When I first started taking photos a few years ago it was a hobby, something I did between work and finishing college papers. After I started to fall in love with more elaborate and time consuming photos and editing, my hobby grew and it was becoming more of a second part of my life. In the last year I watched it change from hobby to part-time job to my passion and full-time profession, something that I never expected or saw happening.
Despite the fact that I post self-portraits and interact quite freely on social media, I lack a lot of self-confidence. What some people have called modesty is actually a big weight of self-doubt, fear and an invisible tether keeping me from running too far forward. This past month, my first month of my adult life being just “Joel” has been a chance for me to jump, cut that tether and see if photography will lead me to being a better version of myself.
I was nervous coming home from the Trophy Tour and having nothing lined up for 6 weeks, I had no contracts to work on and nothing scheduled to fill my day and that made the overachiever in me a little nervous. But, that’s the exciting part of relying on this new journey, of being my own boss. It’s unpredictable and open but it gives to prove to myself that not only will everything work out but that if I believe in positive things and that it will work out, that it will. And it has!
In the last few weeks I’ve had few moments of down time and that’s exciting to me and my confidence in who I am and what I do is growing.
A week and a bit ago I stood on stage in front of a few hundred students and talked for almost an hour about myself, my story and my work. I shared more about myself and why I create than I ever have and I was nervous and apprehensive at first but I embraced the new challenge and the risk and at the end, I felt my confidence take another step forward.
A few days later I met with a talented young photographer and we worked together on a few photo ideas that we each had and it was refreshing to share my locations, ideas and techniques with another photographer. Being able to watch another photographer try new things and succeed confirmed to me that I know what I want to do with my photography. I want to make people see new things, try new things and embrace a new part of their imaginations.
Photo by Nathan Hilton
Last week on a whim I flew to Atlanta to visit the World Of Coke museum where an entire exhibit of photographs from the Trophy Tour are on display for a few months. When I turned the corner and came face to face with an entire wall of my work, a visual representation of the last 9 months of my life, I felt tears building up in my eyes. As a kid, as an artist I’ve always respected Coca-Cola for being such a strong visual company. They respect artists, want to use art in their marketing and media and now here I was in a museum a few steps away from where a Warhol and Rockwell were hung with my photos. I felt my confidence take another step.

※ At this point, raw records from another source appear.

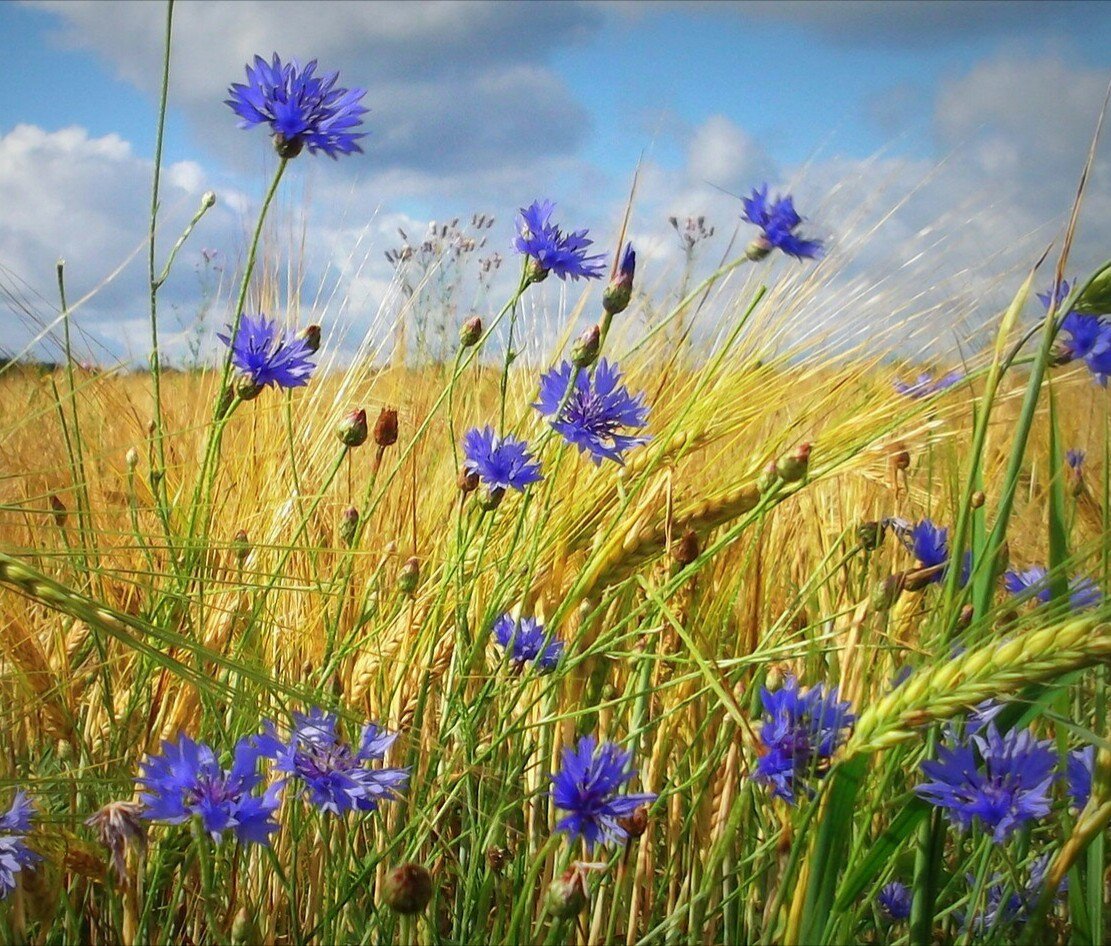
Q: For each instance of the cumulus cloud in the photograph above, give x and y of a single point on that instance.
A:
(451, 86)
(69, 196)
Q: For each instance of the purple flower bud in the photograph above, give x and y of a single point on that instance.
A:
(471, 331)
(408, 889)
(584, 350)
(352, 429)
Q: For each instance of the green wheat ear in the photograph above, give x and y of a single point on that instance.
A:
(994, 669)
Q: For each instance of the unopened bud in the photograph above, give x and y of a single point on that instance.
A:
(870, 535)
(584, 350)
(793, 466)
(768, 478)
(310, 335)
(568, 895)
(468, 480)
(471, 331)
(617, 295)
(498, 857)
(386, 427)
(637, 823)
(59, 510)
(886, 591)
(409, 576)
(243, 929)
(408, 889)
(687, 549)
(352, 429)
(349, 525)
(241, 545)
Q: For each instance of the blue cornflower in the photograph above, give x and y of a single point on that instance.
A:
(587, 787)
(894, 902)
(500, 461)
(799, 730)
(926, 385)
(302, 109)
(14, 854)
(186, 779)
(334, 776)
(268, 356)
(1033, 581)
(1001, 780)
(597, 410)
(551, 249)
(1078, 774)
(524, 641)
(778, 220)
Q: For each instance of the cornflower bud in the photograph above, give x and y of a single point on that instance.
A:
(409, 576)
(584, 350)
(386, 427)
(617, 295)
(349, 524)
(310, 335)
(471, 331)
(567, 895)
(408, 889)
(687, 549)
(793, 466)
(352, 429)
(58, 510)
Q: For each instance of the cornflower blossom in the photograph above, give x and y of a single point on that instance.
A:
(186, 780)
(302, 109)
(894, 902)
(524, 641)
(778, 221)
(800, 729)
(587, 787)
(1033, 583)
(1000, 780)
(336, 777)
(597, 411)
(14, 854)
(550, 249)
(264, 355)
(501, 462)
(926, 385)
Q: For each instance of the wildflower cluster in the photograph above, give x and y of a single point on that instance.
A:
(187, 780)
(801, 729)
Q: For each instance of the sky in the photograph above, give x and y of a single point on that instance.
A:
(969, 120)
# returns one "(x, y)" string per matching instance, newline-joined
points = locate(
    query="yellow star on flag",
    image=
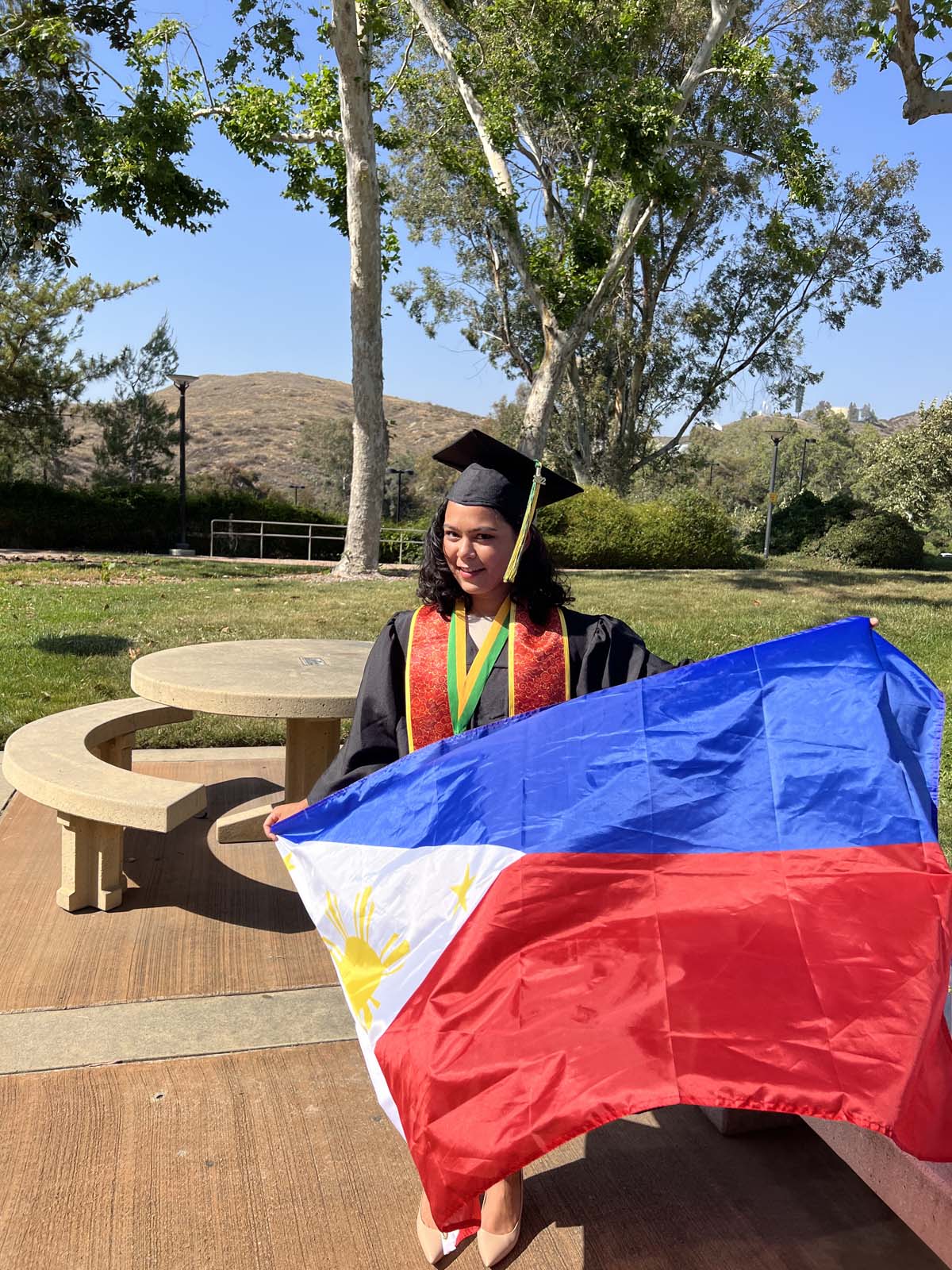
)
(463, 889)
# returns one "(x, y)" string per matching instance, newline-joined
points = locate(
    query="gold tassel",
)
(524, 537)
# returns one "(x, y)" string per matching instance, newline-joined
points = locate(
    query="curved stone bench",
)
(79, 762)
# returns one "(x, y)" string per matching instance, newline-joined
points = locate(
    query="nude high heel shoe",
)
(431, 1240)
(494, 1248)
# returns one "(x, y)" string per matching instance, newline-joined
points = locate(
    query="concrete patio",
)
(179, 1089)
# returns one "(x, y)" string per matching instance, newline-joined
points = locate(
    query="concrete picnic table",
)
(311, 683)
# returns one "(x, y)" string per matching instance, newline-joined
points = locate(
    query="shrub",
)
(598, 530)
(801, 522)
(876, 540)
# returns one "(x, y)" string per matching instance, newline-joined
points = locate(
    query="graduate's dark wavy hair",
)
(537, 583)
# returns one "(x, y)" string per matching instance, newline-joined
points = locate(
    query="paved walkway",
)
(179, 1087)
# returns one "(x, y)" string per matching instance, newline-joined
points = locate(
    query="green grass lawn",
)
(67, 638)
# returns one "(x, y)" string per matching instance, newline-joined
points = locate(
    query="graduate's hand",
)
(279, 813)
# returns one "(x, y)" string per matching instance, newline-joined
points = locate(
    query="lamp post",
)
(182, 383)
(400, 473)
(771, 497)
(808, 441)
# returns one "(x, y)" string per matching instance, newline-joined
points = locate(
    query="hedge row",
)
(597, 530)
(848, 531)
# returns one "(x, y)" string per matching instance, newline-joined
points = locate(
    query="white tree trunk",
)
(362, 543)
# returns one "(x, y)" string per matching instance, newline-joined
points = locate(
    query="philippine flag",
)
(720, 886)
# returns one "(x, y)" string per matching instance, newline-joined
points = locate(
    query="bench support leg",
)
(92, 864)
(311, 747)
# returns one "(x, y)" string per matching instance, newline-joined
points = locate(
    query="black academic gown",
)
(603, 653)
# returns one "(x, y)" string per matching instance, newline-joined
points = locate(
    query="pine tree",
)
(139, 432)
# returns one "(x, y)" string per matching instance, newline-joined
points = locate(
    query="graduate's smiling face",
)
(478, 544)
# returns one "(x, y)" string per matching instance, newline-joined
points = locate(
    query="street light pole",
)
(182, 383)
(776, 441)
(400, 473)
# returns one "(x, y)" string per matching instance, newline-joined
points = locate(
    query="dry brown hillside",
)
(253, 421)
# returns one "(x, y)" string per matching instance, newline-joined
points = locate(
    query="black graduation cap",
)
(497, 475)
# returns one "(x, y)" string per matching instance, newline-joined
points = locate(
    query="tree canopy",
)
(639, 209)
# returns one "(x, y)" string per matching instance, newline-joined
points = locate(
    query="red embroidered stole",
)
(539, 670)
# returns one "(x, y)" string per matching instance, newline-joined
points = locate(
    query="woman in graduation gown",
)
(492, 638)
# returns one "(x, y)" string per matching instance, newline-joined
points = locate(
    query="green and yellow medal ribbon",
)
(465, 687)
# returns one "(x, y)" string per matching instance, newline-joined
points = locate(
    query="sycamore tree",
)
(911, 471)
(638, 206)
(137, 94)
(139, 431)
(914, 36)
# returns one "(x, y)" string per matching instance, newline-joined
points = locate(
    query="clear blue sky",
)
(266, 289)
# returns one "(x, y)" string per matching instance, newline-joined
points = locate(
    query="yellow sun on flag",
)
(359, 965)
(463, 891)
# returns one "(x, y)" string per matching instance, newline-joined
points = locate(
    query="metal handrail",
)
(397, 537)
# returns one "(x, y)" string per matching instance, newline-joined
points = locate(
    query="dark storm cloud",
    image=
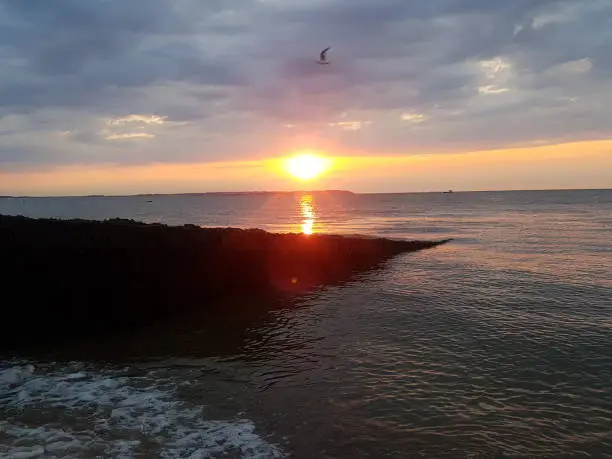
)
(471, 72)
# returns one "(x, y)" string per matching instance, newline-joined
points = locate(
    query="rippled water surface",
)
(498, 344)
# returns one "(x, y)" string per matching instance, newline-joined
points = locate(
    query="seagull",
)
(323, 58)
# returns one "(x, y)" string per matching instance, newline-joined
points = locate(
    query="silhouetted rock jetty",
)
(68, 278)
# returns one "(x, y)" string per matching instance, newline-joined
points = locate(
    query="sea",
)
(495, 345)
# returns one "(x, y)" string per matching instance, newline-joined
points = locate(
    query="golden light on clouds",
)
(307, 166)
(569, 165)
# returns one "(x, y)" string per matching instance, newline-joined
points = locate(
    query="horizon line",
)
(254, 192)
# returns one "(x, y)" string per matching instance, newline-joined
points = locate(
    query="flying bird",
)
(323, 57)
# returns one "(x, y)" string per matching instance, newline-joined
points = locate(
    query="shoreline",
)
(70, 278)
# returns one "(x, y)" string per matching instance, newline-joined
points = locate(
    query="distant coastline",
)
(257, 193)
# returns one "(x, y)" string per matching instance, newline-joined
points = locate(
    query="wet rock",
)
(67, 278)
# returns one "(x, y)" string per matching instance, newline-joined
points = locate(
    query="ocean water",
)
(498, 344)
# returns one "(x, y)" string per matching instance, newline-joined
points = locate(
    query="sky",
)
(145, 96)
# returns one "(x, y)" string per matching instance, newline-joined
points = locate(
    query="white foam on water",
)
(65, 413)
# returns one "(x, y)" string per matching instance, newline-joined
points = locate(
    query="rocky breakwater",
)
(69, 278)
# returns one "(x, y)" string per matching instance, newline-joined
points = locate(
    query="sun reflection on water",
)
(307, 210)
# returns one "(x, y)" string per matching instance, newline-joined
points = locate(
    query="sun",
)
(307, 166)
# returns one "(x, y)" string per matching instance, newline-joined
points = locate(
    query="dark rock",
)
(67, 278)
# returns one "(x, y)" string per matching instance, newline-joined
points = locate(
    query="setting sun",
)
(307, 166)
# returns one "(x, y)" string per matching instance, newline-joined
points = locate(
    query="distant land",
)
(341, 192)
(206, 193)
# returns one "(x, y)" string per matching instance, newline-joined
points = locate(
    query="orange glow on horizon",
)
(568, 165)
(307, 166)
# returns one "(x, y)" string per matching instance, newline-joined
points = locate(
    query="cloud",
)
(185, 80)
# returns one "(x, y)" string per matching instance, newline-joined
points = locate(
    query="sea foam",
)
(59, 412)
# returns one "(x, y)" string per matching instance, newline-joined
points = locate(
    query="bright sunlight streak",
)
(307, 166)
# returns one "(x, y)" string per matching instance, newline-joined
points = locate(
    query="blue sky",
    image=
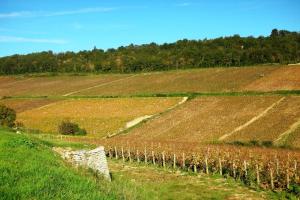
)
(71, 25)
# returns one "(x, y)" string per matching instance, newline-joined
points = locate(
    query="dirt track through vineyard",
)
(96, 86)
(262, 114)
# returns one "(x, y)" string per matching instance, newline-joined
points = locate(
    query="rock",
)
(94, 159)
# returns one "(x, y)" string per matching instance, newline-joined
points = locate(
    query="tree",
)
(7, 116)
(68, 128)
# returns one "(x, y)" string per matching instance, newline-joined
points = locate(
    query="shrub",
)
(267, 143)
(7, 116)
(254, 143)
(69, 128)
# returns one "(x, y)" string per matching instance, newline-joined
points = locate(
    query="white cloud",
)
(183, 4)
(56, 13)
(30, 40)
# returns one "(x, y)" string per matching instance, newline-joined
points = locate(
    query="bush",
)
(267, 143)
(68, 128)
(254, 143)
(7, 116)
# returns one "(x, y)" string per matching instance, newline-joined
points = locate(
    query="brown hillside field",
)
(21, 105)
(203, 119)
(275, 122)
(197, 80)
(99, 117)
(262, 78)
(284, 78)
(56, 85)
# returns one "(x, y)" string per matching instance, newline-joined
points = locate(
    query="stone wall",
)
(94, 159)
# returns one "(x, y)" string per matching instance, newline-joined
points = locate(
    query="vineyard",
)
(100, 117)
(207, 119)
(231, 79)
(266, 168)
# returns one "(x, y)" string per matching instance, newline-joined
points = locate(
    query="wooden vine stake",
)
(234, 169)
(272, 178)
(287, 178)
(129, 155)
(137, 156)
(153, 158)
(116, 152)
(245, 168)
(174, 161)
(110, 154)
(183, 160)
(206, 165)
(164, 161)
(295, 169)
(220, 167)
(257, 175)
(145, 155)
(122, 152)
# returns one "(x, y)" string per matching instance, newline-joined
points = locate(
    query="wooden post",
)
(153, 158)
(123, 157)
(287, 178)
(174, 161)
(164, 161)
(272, 179)
(234, 170)
(277, 167)
(110, 154)
(245, 168)
(206, 165)
(220, 167)
(183, 160)
(129, 155)
(295, 169)
(116, 152)
(137, 156)
(257, 175)
(145, 155)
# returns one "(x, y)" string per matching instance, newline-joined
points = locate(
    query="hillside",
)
(261, 78)
(31, 170)
(280, 47)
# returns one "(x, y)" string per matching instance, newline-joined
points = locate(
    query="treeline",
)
(280, 47)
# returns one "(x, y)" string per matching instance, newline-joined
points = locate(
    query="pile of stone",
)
(94, 159)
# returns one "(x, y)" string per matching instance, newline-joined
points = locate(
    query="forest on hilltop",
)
(280, 47)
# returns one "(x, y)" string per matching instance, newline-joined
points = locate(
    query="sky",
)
(28, 26)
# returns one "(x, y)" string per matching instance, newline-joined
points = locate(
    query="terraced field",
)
(204, 119)
(275, 122)
(263, 78)
(99, 117)
(207, 119)
(53, 85)
(21, 105)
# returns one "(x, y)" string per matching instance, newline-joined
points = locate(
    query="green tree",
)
(7, 116)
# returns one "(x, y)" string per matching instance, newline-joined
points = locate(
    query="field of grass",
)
(29, 169)
(261, 78)
(52, 85)
(275, 122)
(21, 105)
(100, 117)
(285, 78)
(205, 119)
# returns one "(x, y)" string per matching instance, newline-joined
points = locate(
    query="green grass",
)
(29, 169)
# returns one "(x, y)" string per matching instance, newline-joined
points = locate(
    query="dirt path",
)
(262, 114)
(100, 85)
(141, 119)
(169, 184)
(283, 136)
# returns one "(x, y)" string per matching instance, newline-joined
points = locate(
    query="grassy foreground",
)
(30, 170)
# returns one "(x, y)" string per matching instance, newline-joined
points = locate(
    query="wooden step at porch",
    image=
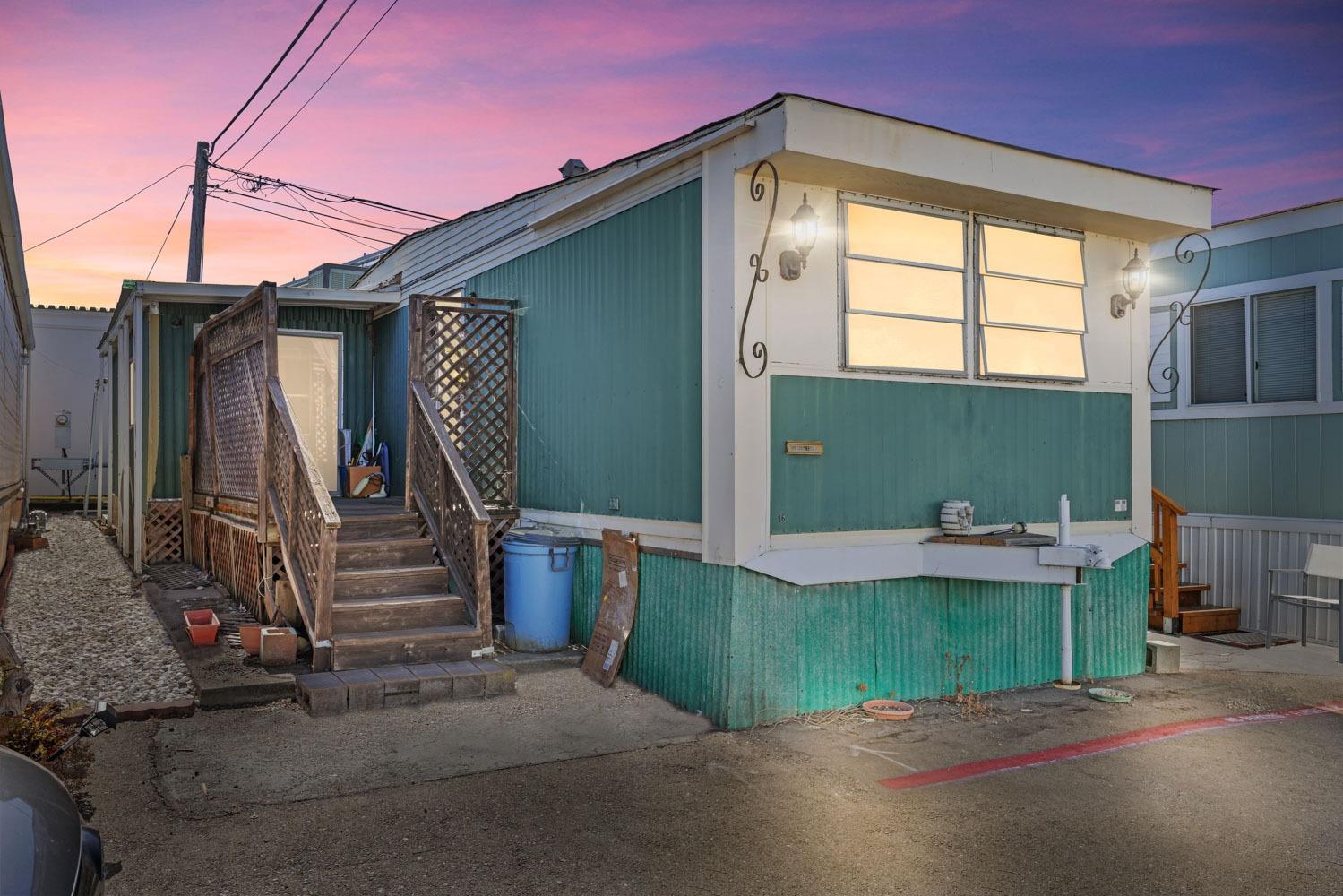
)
(390, 581)
(398, 613)
(369, 649)
(1192, 594)
(390, 524)
(1208, 618)
(376, 554)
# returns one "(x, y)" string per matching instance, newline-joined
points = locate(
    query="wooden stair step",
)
(364, 616)
(436, 643)
(377, 525)
(390, 581)
(374, 554)
(1208, 618)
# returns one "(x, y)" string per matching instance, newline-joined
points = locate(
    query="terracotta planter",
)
(279, 646)
(202, 625)
(250, 634)
(888, 710)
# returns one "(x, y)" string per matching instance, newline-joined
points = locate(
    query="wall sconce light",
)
(1135, 281)
(805, 226)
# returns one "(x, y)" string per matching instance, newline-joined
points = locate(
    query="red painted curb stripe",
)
(1098, 745)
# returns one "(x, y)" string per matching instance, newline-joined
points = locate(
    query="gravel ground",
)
(82, 626)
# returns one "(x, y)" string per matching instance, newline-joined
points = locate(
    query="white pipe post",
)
(1065, 626)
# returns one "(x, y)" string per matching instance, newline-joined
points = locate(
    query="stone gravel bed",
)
(83, 627)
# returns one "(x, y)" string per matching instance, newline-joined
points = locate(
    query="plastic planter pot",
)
(202, 625)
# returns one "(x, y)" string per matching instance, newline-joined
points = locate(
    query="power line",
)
(169, 231)
(271, 202)
(325, 195)
(273, 69)
(353, 239)
(279, 94)
(347, 215)
(108, 210)
(300, 220)
(322, 85)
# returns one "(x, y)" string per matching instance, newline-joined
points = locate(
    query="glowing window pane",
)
(309, 373)
(900, 289)
(909, 237)
(1026, 352)
(1029, 254)
(907, 343)
(1026, 303)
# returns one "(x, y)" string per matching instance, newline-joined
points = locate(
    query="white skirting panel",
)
(1233, 554)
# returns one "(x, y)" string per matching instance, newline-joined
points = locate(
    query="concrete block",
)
(435, 684)
(366, 689)
(400, 686)
(1162, 656)
(498, 678)
(468, 681)
(322, 694)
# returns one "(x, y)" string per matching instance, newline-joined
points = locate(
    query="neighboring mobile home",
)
(779, 401)
(1251, 438)
(62, 449)
(327, 365)
(16, 344)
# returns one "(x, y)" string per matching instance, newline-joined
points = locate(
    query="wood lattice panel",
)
(469, 370)
(163, 530)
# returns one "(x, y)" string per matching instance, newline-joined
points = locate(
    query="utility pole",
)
(198, 214)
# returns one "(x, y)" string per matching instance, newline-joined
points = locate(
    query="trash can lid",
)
(541, 536)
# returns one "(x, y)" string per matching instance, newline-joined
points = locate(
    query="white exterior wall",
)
(65, 367)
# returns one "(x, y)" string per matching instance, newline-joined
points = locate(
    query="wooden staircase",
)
(1174, 606)
(392, 599)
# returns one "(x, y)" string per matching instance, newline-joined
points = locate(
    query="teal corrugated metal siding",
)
(608, 362)
(1278, 466)
(745, 649)
(1302, 253)
(895, 450)
(176, 339)
(391, 344)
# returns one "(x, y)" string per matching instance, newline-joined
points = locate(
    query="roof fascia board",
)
(603, 191)
(1147, 207)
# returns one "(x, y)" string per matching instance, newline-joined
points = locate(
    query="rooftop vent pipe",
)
(572, 168)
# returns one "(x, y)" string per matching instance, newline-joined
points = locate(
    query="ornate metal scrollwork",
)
(759, 273)
(1179, 312)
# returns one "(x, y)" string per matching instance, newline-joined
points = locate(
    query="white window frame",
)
(845, 309)
(1251, 336)
(979, 220)
(971, 282)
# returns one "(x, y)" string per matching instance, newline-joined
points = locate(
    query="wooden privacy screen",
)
(249, 463)
(461, 441)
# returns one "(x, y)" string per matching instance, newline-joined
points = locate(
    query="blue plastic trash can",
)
(538, 589)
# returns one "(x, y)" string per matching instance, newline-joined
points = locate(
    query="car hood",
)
(39, 831)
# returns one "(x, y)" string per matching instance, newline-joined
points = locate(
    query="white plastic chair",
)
(1324, 562)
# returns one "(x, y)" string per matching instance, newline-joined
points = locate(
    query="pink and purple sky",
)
(450, 107)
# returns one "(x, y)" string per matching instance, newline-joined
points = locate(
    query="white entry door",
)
(311, 374)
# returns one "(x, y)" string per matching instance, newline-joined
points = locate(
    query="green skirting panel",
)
(745, 649)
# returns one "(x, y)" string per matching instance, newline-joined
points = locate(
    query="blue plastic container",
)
(538, 589)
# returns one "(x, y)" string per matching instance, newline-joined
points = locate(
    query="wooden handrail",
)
(449, 501)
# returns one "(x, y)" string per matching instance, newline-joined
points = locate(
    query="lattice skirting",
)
(163, 530)
(231, 554)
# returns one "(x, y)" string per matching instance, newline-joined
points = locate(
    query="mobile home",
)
(1248, 430)
(772, 349)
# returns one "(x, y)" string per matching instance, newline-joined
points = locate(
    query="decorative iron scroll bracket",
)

This month of “freedom” has quickly turned into one of working with companies and magazines from different countries, planning a life changing adventure for the next year in my life, working on exciting Harry Potter photoshoots with an imaginative young fan, and signing contracts that will again help push my confidence up.
The point of this blog post isn’t to brag or to celebrate myself but it is hopefully an opportunity for anyone that feels the way I do, an artist who struggles with confidence and finding themselves in the world, to see that the reward is worth the risk of trying. That if you believe in yourself, your work and that it will lead you along the right road everything will be just fine.
On to the next adventure!
Wonderful to read Joel!!
You are an inspiration. Good luck!
Talent is not always appreciated by others but that’s not reason to keep working. It’s the fortunate ones who have their work awarded
Keep up the good work.
This does look prosnmiig. I’ll keep coming back for more.
Joel, your humble small town nature has turned not only your town but a little part of the world into a world of aspiring photographers who look up to you. Bits and pieces of your work is out there that touch hearts and lives. When we met a year ago I was so greatful to have met and hung out with you. Not only did you show me some beauty in the Las Vegas water systems, I saw to look at my environment a little differently. When I go outside my house, I see grey brick walls surrounding the property lines and you’ve taught me to look beyond that. Still am I timid to really get out there, but confidence will come and I need to make time to enjoy the outdoors and photography. Usually on the weekends and summer breaks. I wish you all the luck my friend
I want you to know you have a very beautiful way of seeing the world and I find it encouraging. Tip: usually the place we have the most fear is where we are secretly meant to shine. You’re unique and your photos are powerful. Keep showing life.